On social media, there is an increasingly popular idea that the best days are behind for the crypto sector. Aside from the flash crash on Oct. 10, it seems that many investors are simply a bit bored due to the relative lack of volatility during the past 12 months or so. Others believe that the major financial institutions adopting key crypto assets like Bitcoin (BTC +1.89%) and Ethereum (ETH +1.72%) are a guarantee that the upside associated with crypto's roller-coaster-like performance is a thing of the past.
So, is it too late to get into crypto for someone who doesn't yet own any?
 
Image source: Getty Images.
Why it's not too late
One overriding fact that many investors seem to be losing sight of in this discussion is that the backdrop has changed dramatically in their favor during the past couple of years.
In 2025, exchange-traded funds (ETFs) for the largest assets like Bitcoin and Ethereum meant that regular investors have a simple and regulated way to get exposure to crypto via their brokerage or retirement accounts, and the ETFs also gave financial institutions a clean mandate to allocate funds to the sector.
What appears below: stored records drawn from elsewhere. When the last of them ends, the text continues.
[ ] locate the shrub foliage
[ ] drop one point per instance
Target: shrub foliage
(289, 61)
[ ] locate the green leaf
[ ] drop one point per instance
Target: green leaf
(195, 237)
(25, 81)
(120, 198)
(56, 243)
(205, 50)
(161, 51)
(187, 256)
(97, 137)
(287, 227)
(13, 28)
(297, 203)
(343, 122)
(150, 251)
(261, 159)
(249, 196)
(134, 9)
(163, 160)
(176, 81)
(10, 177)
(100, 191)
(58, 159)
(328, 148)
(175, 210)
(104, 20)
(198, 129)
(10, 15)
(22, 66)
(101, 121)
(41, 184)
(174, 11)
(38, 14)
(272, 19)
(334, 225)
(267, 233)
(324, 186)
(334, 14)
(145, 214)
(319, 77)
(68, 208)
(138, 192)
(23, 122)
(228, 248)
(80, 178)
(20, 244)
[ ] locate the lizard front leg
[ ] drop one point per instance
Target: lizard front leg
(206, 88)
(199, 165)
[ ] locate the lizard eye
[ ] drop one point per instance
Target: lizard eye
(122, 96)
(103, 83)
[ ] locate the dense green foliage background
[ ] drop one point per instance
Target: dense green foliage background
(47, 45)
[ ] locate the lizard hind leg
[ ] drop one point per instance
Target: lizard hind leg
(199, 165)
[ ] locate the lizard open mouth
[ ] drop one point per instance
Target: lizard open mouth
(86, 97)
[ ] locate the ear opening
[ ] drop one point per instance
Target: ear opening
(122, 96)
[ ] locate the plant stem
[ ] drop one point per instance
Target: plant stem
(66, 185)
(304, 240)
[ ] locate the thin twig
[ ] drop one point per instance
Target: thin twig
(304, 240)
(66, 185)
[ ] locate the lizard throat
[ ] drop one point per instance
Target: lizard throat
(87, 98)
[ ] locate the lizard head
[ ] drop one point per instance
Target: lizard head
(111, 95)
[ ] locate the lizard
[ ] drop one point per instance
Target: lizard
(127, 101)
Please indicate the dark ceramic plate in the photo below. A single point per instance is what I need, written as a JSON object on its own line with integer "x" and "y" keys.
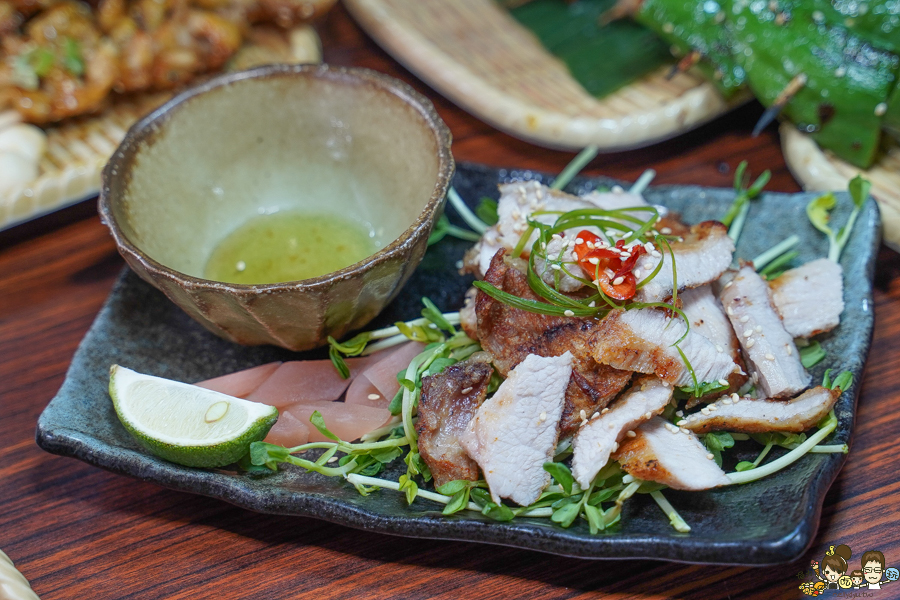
{"x": 766, "y": 522}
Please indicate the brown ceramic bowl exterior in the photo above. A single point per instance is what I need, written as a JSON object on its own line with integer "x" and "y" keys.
{"x": 395, "y": 142}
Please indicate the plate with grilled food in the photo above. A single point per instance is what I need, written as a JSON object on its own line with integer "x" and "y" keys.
{"x": 610, "y": 406}
{"x": 75, "y": 76}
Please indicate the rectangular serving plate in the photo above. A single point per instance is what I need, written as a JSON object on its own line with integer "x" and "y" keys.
{"x": 765, "y": 522}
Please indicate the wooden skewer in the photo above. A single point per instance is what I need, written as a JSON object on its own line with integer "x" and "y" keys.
{"x": 790, "y": 90}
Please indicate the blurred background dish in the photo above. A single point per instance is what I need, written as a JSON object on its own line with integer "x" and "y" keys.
{"x": 339, "y": 143}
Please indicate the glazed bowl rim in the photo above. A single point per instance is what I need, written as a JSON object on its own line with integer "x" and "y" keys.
{"x": 122, "y": 162}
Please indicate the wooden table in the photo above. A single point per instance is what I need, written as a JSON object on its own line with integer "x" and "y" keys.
{"x": 78, "y": 532}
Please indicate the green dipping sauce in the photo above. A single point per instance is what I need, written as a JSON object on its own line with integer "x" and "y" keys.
{"x": 289, "y": 246}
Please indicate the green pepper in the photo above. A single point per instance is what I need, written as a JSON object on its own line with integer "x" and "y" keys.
{"x": 875, "y": 21}
{"x": 848, "y": 82}
{"x": 690, "y": 25}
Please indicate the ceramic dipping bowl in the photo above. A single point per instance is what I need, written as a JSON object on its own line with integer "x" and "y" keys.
{"x": 279, "y": 137}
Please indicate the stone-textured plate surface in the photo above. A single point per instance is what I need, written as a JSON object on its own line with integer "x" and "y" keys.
{"x": 765, "y": 522}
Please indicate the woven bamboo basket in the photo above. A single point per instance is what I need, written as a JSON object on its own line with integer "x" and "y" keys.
{"x": 476, "y": 54}
{"x": 77, "y": 150}
{"x": 819, "y": 170}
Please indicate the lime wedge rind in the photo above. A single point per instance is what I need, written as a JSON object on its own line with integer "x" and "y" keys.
{"x": 170, "y": 419}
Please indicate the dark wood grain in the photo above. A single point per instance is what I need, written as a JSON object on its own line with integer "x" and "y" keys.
{"x": 78, "y": 532}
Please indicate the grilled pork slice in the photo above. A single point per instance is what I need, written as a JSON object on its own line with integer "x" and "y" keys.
{"x": 641, "y": 340}
{"x": 810, "y": 298}
{"x": 749, "y": 415}
{"x": 510, "y": 334}
{"x": 515, "y": 432}
{"x": 517, "y": 203}
{"x": 449, "y": 401}
{"x": 661, "y": 452}
{"x": 703, "y": 255}
{"x": 773, "y": 358}
{"x": 707, "y": 318}
{"x": 595, "y": 441}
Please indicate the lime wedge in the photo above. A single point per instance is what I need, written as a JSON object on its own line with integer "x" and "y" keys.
{"x": 187, "y": 424}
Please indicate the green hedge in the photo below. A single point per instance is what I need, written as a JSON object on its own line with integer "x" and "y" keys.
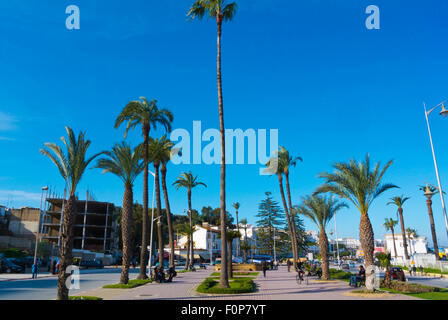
{"x": 237, "y": 286}
{"x": 131, "y": 284}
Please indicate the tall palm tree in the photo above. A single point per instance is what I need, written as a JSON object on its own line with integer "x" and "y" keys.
{"x": 321, "y": 210}
{"x": 231, "y": 234}
{"x": 186, "y": 230}
{"x": 276, "y": 166}
{"x": 399, "y": 201}
{"x": 389, "y": 225}
{"x": 71, "y": 165}
{"x": 236, "y": 206}
{"x": 411, "y": 233}
{"x": 429, "y": 192}
{"x": 222, "y": 11}
{"x": 286, "y": 161}
{"x": 157, "y": 154}
{"x": 188, "y": 181}
{"x": 148, "y": 115}
{"x": 126, "y": 164}
{"x": 360, "y": 184}
{"x": 167, "y": 150}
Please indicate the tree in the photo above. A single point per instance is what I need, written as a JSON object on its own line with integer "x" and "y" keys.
{"x": 384, "y": 261}
{"x": 429, "y": 192}
{"x": 127, "y": 165}
{"x": 278, "y": 165}
{"x": 221, "y": 11}
{"x": 236, "y": 205}
{"x": 321, "y": 210}
{"x": 147, "y": 115}
{"x": 399, "y": 202}
{"x": 231, "y": 234}
{"x": 361, "y": 184}
{"x": 71, "y": 165}
{"x": 270, "y": 217}
{"x": 390, "y": 224}
{"x": 188, "y": 181}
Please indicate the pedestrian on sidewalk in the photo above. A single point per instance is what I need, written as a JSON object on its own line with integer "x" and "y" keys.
{"x": 34, "y": 270}
{"x": 264, "y": 267}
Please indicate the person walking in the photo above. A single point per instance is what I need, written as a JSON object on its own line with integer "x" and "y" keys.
{"x": 264, "y": 268}
{"x": 34, "y": 270}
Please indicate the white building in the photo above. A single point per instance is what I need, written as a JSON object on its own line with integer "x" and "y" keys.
{"x": 416, "y": 245}
{"x": 206, "y": 242}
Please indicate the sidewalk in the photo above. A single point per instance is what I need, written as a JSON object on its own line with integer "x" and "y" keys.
{"x": 278, "y": 285}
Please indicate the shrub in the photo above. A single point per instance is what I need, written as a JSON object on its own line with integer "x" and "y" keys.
{"x": 237, "y": 286}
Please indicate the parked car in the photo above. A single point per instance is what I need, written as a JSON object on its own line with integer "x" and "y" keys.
{"x": 10, "y": 267}
{"x": 397, "y": 273}
{"x": 95, "y": 264}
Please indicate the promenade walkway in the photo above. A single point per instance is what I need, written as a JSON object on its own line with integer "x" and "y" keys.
{"x": 278, "y": 285}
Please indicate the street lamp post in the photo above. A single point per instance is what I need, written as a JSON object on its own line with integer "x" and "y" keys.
{"x": 443, "y": 113}
{"x": 38, "y": 224}
{"x": 152, "y": 223}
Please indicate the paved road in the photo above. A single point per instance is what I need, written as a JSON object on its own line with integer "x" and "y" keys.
{"x": 46, "y": 288}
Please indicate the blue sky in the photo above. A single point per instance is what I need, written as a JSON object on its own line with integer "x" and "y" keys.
{"x": 312, "y": 70}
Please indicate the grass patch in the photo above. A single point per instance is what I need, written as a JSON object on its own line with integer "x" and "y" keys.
{"x": 237, "y": 286}
{"x": 131, "y": 284}
{"x": 340, "y": 275}
{"x": 84, "y": 298}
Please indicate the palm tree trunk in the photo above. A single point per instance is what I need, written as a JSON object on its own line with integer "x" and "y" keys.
{"x": 288, "y": 218}
{"x": 393, "y": 237}
{"x": 229, "y": 266}
{"x": 403, "y": 232}
{"x": 168, "y": 214}
{"x": 65, "y": 251}
{"x": 187, "y": 259}
{"x": 159, "y": 215}
{"x": 323, "y": 250}
{"x": 144, "y": 248}
{"x": 366, "y": 237}
{"x": 433, "y": 228}
{"x": 190, "y": 213}
{"x": 293, "y": 223}
{"x": 223, "y": 280}
{"x": 126, "y": 224}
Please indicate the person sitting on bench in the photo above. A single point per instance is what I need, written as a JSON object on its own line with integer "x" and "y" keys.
{"x": 360, "y": 277}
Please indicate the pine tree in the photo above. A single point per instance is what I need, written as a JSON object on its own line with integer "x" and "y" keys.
{"x": 270, "y": 217}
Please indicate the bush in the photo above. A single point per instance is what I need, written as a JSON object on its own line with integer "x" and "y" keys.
{"x": 84, "y": 298}
{"x": 131, "y": 284}
{"x": 237, "y": 286}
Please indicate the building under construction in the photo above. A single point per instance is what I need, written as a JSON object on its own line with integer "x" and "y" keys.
{"x": 94, "y": 224}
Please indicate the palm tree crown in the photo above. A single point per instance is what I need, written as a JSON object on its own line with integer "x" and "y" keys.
{"x": 320, "y": 209}
{"x": 356, "y": 182}
{"x": 73, "y": 163}
{"x": 144, "y": 113}
{"x": 124, "y": 162}
{"x": 214, "y": 9}
{"x": 398, "y": 201}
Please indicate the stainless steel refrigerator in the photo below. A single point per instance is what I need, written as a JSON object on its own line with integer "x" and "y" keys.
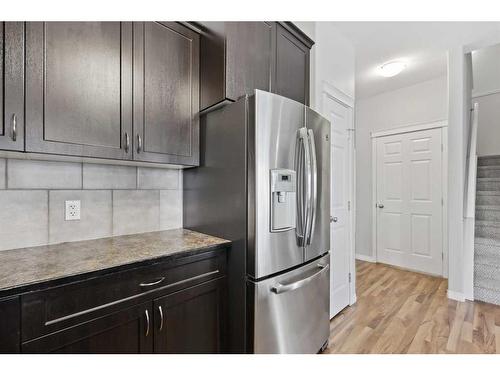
{"x": 264, "y": 183}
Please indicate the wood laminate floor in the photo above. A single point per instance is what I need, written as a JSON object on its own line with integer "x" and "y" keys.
{"x": 400, "y": 311}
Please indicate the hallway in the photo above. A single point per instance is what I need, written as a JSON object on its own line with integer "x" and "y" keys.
{"x": 400, "y": 311}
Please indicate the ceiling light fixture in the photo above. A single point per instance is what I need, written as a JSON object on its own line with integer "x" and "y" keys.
{"x": 392, "y": 68}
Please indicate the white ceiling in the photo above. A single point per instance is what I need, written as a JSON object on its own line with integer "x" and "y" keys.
{"x": 422, "y": 44}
On Oct. 17, the Securities and Exchange Commission (SEC) gave the green light to a spot Solana (SOL +1.02%) ETF, indicating that the access routes to crypto are continuing to become wider and easier to traverse than ever before for the biggest assets.
In other words, large amounts of capital can now flow into crypto, which is going to keep exerting a positive pressure on price for as long as it continues.

CRYPTO: BTC
Key Data Points
But what about the talk that less volatility as a result of institutional participation means that crypto's returns will be lower forever?
The first thing to note is that investors aren't imagining anything; at least in the case of Bitcoin, volatility has indeed fallen as a result of the asset's institutionalization.
Nonetheless, let's keep volatility in context; look at this chart showing eight of the leading cryptocurrencies during the past 12 months:
SPY Total Return Level data by YCharts.
As you can see, all but one of the top-eight cryptocurrencies (not including stablecoins) by market cap substantially outperformed the stock market's returns during the past 12 months -- and the stock market has been having an unusually good run despite some serious hiccups along the way.
So even if crypto's volatility is declining a bit, it still can potentially deliver outsized returns. Overall, there isn't much reason to suspect that the process of value generation inside the sector is slowing down.

CRYPTO: ETH
Key Data Points
Be selective
It isn't too late to get into crypto.
But you will need to be disciplined, do your research, and be cautious about which assets you commit to. Straying outside of the top-15 assets by market cap (excluding stablecoins) is risky. And appreciate that higher risk does not guarantee an asset will yield higher returns.
Bitcoin belongs in every crypto portfolio as a hearty allocation, perhaps as much as 50%, and for many investors, it could be the only coin they hold. The idea is to accumulate it slowly via dollar-cost averaging (DCA) and then never sell until many years have passed and its scarcity has powered big returns. If you're just looking to get a small amount of exposure to crypto and you don't want to make a whole separate crypto portfolio, consider allocating between 1% and 5% of your portfolio's value to the coin over time via an ETF.
Ethereum, on the other hand, is the programmable smart contract network that has a deep decentralized finance (DeFi) ecosystem, including assets that handle real-world asset (RWA) tokenization, as well as the crypto sector's biggest single repository of stablecoins. If you don't know what those things are just yet, don't worry. Buying a small amount of the coin (1% of your overall portfolio) and then using it as a springboard to explore all of the different segments in its ecosystem (and to pay gas fees along the way) is a great way to learn, and I highly recommend doing it if you have any plans to invest in crypto over the long term.

CRYPTO: SOL
Key Data Points
In contrast, Solana is a competitor to Ethereum that offers much lower costs, faster transaction times, and higher throughput, with growing mainstream distribution. It's worth an equally sized allocation as Ethereum, and you're meant to hold it for exposure to growth in crypto applications which require fast speeds or inexpensive transactions at mass scale.
You could also get started in crypto by buying a few of the other major coins or some other altcoins rather than the three discussed above. But I don't recommend it until you're significantly more experienced in the sector. Some of the alternatives -- even some of the ones with billions and billions in market cap, like Dogecoin -- lack a strong investment thesis or have problematic connections to illegal activity.
Stick with the main pillars, and you will benefit as the crypto financial system grows for years to come.